AFTER countless “emergency” calls for incorrect triage — especially those that disrupt sleep and busy office sessions — I am well aware of the inconsistencies of the emergency department.
I am therefore relieved that the Emergency Triage Education Kit (ETEK) is under review.
Triage is a French term, derived from military medicine. The concept started with three categories in the Napoleonic wars and was revived in World War I.

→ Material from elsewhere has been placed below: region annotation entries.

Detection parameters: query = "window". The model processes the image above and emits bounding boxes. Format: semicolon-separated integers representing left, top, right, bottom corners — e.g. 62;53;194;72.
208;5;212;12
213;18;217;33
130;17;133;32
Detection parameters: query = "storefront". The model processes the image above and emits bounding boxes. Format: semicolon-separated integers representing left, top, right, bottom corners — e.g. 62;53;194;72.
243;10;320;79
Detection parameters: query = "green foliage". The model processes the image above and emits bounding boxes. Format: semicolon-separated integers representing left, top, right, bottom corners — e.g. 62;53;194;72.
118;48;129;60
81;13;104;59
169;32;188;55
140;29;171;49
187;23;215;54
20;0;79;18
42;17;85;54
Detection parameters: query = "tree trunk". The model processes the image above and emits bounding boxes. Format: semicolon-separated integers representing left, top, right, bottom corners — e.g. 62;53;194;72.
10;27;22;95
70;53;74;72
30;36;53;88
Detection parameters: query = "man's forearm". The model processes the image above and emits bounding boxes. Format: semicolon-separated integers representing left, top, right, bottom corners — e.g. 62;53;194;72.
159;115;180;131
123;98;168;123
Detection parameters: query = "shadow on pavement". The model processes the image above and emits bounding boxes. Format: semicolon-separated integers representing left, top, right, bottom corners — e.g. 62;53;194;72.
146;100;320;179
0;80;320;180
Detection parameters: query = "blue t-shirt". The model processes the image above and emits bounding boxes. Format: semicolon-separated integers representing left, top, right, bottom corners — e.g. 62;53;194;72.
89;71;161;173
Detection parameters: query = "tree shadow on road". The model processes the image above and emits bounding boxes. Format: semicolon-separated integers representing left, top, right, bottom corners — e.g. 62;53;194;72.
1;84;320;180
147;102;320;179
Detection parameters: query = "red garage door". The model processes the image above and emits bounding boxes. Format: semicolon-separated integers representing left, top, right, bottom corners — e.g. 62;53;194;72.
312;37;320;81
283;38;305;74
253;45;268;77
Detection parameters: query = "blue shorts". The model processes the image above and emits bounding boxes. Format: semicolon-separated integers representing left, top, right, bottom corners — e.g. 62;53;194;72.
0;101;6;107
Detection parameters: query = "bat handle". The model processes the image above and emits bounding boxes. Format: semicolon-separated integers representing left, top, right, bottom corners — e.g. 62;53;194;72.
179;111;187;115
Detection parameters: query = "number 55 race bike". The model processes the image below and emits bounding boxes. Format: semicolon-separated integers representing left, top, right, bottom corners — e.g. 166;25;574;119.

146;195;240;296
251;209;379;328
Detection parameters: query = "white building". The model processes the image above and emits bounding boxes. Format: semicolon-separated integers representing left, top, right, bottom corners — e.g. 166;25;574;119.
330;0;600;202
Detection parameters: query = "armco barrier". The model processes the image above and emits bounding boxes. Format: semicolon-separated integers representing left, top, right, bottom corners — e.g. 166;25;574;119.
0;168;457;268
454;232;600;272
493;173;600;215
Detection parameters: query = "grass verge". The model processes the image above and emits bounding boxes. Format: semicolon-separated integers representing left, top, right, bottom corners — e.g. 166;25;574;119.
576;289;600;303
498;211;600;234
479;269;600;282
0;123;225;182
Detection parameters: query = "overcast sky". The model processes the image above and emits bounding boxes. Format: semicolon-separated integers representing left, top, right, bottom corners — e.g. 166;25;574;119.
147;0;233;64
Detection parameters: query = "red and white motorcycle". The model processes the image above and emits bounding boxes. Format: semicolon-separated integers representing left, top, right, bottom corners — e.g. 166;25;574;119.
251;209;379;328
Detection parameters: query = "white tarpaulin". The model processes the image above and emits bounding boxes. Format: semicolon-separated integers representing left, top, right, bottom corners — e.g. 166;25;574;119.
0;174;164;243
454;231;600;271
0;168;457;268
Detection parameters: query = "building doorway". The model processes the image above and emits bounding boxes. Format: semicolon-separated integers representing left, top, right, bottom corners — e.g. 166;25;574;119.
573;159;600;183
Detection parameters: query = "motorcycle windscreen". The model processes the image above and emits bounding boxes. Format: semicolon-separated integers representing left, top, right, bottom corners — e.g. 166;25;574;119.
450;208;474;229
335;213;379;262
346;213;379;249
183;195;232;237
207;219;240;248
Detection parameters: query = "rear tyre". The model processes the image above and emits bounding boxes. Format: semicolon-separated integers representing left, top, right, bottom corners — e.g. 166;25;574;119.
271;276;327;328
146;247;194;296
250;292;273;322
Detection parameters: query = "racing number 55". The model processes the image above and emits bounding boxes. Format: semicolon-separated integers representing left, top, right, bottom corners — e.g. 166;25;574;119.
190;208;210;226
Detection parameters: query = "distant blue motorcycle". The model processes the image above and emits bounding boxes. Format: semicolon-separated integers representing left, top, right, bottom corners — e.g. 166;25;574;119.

The Australasian Triage Scale (ATS) is a modern variation on the original theme, ranging from triage 1 for patients with life-threatening conditions who should be seen immediately in 100% of cases, to triage 5 for patients whose condition is less urgent with at least 70% of patients to be seen within a 2-hour waiting time.
I have pored over the ETEK and Australasian College of Emergency Medicine (ACEM) guideline documents aimed at good triage, and believe there are a number of problems and incorrect assumptions.
For example, ACEM suggests that a blood sugar level (BSL) of more than 16 mmol/L warrants a triage 3, meaning 75% of patients are to be seen within 30 minutes. There must be thousands of Australians in community and nursing homes with BSLs above 16 mmol/L, many of whom are not even aware of it. A BSL of 26 may be closer to the mark for a triage 3.
The ETEK is full of examples of what I consider plain nonsense, such as the recommendation that an otherwise well 47-year old who hurt his wrist playing volleyball and has a good range of movement with some pain on rotation be seen within an hour.
Or a 27-year old travelling to India in a week who presents for advice about vaccines who “should wait no longer than 2 hours”. And a man whose girlfriend is concerned about a mole on his back should be seen within 2 hours to exclude melanoma.
The ETEK is more reliable with the triage 1 and 2 categories. It also states that “environmental factors such as staffing, skill-mix and ED activity level must not influence urgency allocation”.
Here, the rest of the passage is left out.